A PARTICULAR SET OF SKILLS

Peru 2015 | HEALTH & EDUCATION | INTERVIEW

TBY talks to Aurelio Alberto Rebaza, President of SENATI, on vocational education, the role of the private sector in improving human resources, and future objectives for the organization.

 Aurelio Alberto Rebaza
BIOGRAPHY
Aurelio Alberto Rebaza is the National Service Council President at the National Apprenticeship and Industrial Labor Service (SENATI) in Peru. He has served as Board President in the Lima Stock Market and as the CORPAC S.A. Board Vicepresident; Director of Cobrecom S.A., Compañía Minera Raura S.A., Fundición de Metales Vera S.A., Aeroperú S.A., and Comercial Systral S.A. He has carried out positions such as: Administration and Finance Manager of Indeco S.A., Chief Manager of Indusur S.A., and Chief Manager of Inversiones Cercanta S.A. He is an attorney, and graduated from the Pontificia Universidad Católica del Perú. In addition, he has completed graduate studies at the Academy of American and International Law at Southwestern University, the Legal Foundation in Dallas, Texas, accounting studies at ESAN, and an International MBA in Air Law.

What role does SENATI play in technical and vocational education in Peru?

SENATI was founded under an initiative from the National Society of Industries. At that time, the National Society of Industries analyzed the national economic situation and drew attention to the lack of adequate technicians for the industry. It submitted a bill to congress to help the industrAy be part of the training in new technicians. The goal of SENATI is to train technicians for employment. It adopted the German dual system, in which the student is better prepared by undertaking work experience. Because of this, SENATI has been able to establish 82 educational centers in Peru, develop 64 three year professional technical training careers, and serve around 75,000 students a year. We also have 450,000 worker enrolments in short-term training programs of one or two months. The secret to our success has been the participation of the private sector in the education process.

What does SENATI do to maintain strong links with the private sector?

The structure of leadership in SENATI is composed of people in the industry. For example, currently we have 14 zone managements at the domestic level. We are located in different areas of the country, such as Arequipa, Chiclayo, and the jungle regions. They have boards of directors that are composed of industry members who are nominated by business chambers. These businessmen provide data to SENATI on their needs in the educational arena, because they are in the market and are best positioned to know it. We use this feedback from the businessmen to create our own academic programs for various courses. Besides the participation of the business community, we have consulting boards for different specialties that are also composed of businessmen, who consult on the selection and design of the programas we are set to teach. Among all our graduates, around 12,000 to 13,000 students a year, that is 90%, are immediately employed. The other 10% usually set up their own companies, or will pursue alternative options. We also conduct industry surveys to assess the degree of satisfaction of our students. Through this, we have learned that there is 95% satisfaction of our graduate's overall performance.

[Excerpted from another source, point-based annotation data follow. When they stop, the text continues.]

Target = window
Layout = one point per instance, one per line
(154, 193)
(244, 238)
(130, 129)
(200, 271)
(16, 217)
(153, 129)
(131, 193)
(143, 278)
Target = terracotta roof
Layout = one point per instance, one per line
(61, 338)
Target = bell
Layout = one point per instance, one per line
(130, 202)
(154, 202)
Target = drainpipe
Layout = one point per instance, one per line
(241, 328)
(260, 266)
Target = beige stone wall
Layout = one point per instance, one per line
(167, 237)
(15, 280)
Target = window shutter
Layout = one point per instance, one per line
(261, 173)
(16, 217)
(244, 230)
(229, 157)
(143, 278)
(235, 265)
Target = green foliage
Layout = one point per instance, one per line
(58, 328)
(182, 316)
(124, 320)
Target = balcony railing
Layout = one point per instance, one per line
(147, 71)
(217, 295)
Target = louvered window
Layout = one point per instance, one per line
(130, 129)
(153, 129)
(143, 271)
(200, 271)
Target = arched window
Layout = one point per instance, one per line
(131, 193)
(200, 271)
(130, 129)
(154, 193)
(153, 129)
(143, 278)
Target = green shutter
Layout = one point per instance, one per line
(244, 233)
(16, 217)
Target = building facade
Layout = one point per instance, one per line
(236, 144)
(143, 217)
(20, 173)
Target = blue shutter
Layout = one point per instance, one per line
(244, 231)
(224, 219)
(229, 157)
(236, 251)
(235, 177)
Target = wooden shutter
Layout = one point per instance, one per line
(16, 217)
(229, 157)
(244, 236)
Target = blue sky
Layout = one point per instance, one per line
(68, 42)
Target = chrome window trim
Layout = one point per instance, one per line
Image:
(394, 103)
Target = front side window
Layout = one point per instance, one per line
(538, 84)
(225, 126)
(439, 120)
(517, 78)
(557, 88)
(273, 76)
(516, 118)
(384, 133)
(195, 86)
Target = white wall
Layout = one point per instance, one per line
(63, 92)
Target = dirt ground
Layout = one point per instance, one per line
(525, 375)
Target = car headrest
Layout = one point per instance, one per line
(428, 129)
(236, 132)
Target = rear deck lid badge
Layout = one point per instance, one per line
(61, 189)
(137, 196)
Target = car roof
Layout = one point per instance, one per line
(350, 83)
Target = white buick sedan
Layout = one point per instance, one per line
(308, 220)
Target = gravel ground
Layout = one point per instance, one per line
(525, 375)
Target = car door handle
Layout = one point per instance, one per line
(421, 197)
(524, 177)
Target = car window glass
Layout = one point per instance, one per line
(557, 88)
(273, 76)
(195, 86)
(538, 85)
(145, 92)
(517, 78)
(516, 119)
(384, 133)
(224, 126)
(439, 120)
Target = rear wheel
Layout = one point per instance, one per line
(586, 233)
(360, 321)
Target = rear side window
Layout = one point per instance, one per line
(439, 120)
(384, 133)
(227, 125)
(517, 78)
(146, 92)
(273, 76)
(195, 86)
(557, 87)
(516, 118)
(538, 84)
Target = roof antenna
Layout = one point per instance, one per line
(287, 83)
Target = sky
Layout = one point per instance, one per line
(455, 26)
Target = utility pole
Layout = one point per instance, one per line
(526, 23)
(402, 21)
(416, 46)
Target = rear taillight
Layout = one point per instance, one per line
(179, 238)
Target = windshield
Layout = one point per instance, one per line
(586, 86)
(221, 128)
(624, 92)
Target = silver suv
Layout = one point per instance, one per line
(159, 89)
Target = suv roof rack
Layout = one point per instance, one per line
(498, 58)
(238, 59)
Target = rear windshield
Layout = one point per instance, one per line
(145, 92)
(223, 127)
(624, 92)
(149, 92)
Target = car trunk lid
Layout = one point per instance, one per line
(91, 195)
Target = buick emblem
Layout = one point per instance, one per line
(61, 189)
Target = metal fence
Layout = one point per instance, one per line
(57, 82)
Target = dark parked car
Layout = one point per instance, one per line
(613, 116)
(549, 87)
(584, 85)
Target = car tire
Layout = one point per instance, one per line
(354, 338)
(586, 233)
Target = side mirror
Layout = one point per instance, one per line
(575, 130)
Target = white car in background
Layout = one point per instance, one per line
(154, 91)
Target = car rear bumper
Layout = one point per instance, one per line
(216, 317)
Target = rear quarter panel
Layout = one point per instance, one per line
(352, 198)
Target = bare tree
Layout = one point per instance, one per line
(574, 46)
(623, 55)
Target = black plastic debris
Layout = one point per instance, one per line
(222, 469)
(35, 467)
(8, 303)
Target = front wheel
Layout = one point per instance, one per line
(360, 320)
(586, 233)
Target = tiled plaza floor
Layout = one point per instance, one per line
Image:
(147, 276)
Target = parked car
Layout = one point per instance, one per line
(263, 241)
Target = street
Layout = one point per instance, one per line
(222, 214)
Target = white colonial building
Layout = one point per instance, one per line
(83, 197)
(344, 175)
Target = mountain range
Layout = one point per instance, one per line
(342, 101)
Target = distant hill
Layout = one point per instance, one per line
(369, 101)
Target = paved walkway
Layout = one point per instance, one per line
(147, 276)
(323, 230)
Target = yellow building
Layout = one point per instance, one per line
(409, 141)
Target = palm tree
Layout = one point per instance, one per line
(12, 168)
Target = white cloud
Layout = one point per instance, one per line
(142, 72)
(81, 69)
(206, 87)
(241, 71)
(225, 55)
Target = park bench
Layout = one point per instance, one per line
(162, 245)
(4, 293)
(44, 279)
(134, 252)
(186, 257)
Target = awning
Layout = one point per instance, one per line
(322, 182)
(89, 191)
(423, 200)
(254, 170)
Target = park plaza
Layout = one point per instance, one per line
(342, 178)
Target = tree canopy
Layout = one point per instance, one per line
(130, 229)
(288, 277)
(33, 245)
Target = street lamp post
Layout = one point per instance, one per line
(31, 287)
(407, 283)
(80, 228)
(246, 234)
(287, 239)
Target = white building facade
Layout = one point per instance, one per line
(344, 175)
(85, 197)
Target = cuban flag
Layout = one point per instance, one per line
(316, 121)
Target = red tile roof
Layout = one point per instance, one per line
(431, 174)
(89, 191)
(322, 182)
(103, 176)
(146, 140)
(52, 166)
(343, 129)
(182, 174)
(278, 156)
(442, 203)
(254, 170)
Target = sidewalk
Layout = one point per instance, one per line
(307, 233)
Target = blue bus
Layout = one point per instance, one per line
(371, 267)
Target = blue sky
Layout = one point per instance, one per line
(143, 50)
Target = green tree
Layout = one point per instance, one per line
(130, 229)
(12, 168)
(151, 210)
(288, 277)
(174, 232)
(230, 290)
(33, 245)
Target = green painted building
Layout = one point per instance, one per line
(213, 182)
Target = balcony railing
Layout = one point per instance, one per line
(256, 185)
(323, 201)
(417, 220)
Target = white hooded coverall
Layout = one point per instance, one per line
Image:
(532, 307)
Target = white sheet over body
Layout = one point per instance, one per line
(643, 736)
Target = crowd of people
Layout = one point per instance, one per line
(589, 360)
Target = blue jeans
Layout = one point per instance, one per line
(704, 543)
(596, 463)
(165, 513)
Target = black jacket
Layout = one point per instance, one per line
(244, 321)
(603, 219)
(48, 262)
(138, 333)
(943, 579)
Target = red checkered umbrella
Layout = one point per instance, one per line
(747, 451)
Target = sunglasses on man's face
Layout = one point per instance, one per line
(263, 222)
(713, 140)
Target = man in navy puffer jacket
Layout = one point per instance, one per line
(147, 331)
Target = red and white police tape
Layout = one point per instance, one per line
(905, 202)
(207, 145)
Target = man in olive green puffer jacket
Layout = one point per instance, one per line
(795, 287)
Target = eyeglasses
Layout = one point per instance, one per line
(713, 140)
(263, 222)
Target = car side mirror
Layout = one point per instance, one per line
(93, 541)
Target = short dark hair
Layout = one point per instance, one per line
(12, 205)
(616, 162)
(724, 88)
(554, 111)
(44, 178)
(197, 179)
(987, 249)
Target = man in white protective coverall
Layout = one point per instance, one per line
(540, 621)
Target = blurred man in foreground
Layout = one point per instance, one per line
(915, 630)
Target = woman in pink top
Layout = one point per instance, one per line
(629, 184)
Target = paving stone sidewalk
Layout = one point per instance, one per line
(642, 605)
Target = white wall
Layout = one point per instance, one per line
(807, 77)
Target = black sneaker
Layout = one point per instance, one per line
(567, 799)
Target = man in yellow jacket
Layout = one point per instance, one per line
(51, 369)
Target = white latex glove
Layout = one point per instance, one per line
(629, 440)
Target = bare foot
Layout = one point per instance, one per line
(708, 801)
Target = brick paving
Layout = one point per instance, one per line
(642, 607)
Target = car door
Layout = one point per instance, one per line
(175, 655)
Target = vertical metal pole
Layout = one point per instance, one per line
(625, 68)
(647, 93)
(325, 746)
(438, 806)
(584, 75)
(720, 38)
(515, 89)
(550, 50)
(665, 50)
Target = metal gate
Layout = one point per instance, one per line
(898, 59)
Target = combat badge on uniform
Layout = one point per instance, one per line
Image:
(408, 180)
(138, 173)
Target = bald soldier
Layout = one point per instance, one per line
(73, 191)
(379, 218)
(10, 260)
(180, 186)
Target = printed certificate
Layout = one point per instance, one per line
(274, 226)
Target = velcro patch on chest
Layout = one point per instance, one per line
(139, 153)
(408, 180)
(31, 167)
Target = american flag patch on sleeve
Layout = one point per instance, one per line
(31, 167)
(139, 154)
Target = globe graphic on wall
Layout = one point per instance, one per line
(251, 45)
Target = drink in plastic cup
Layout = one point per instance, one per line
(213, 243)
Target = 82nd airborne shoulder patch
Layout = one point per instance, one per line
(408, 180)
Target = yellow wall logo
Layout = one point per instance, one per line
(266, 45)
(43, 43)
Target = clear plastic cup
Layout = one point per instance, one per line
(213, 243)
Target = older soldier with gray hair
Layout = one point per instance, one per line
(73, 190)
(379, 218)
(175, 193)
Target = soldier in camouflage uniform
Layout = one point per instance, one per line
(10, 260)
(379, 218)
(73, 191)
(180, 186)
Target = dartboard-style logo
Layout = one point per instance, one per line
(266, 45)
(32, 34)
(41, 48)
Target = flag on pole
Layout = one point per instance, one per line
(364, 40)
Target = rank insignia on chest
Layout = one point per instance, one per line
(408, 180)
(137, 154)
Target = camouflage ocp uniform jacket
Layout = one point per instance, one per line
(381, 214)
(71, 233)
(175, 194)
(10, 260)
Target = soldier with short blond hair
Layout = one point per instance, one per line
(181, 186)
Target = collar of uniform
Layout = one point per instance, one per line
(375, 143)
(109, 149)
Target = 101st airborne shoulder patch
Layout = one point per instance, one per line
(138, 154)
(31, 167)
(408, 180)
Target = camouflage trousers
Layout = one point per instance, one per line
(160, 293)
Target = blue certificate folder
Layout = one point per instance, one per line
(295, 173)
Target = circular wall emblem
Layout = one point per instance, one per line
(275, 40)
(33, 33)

What is the importance of international links for SENATI, and what kind of international programs are you developing?

I recently made a trip to Germany to promote links with different universities there. We are establishing links with those German institutions operating the dual system. I also contacted German companies that have the dual system as well. Universities like Mannheim and companies like Bosch, Festo, Mercedes Benz, BMW, and others have the purpose of creating student and faculty exchanges as well as work internships. Independently of those international contacts, we have direct contact with companies such as Komatsu-Mitsui, which has donated $1 million to SENATI to instruct 105 students in the area of heavy machinery. We have also established contacts with other international companies keen to prepare technicians for their domestic operations. In the mining sector, we also have agreements with various companies for heavy machinery maintenance.

Why is having international links important for technical education?

It is important because it updates the field of technology, which is constantly changing. SENATI wants to be the leader of this technological education in Peru precisely by being linked to the international market and education. Generally we have constant contact with all the technical agencies of countries, like GIZ form Germany, French cooperation, JICA from Japan, the Spanish agencies, and also the Brazilian Agencies. We realize constant exchanges to improve our technology in Peru. Annually, an average of 30 foreign experts comes to SENATI to work with our teachers and students.

What are your goals for SENATI?

In the short term, we want to consolidate the investments we have made in infrastructure and equipment. In addition, we want to provide facilities for our students. Most of them come from public schools, and we want them to become first class students and to have all the facilities at their disposal that any other university would provide. On the other hand, we want to boost our Escuela Superior de Tecnología where we aim to position our best students in the development of new technologies.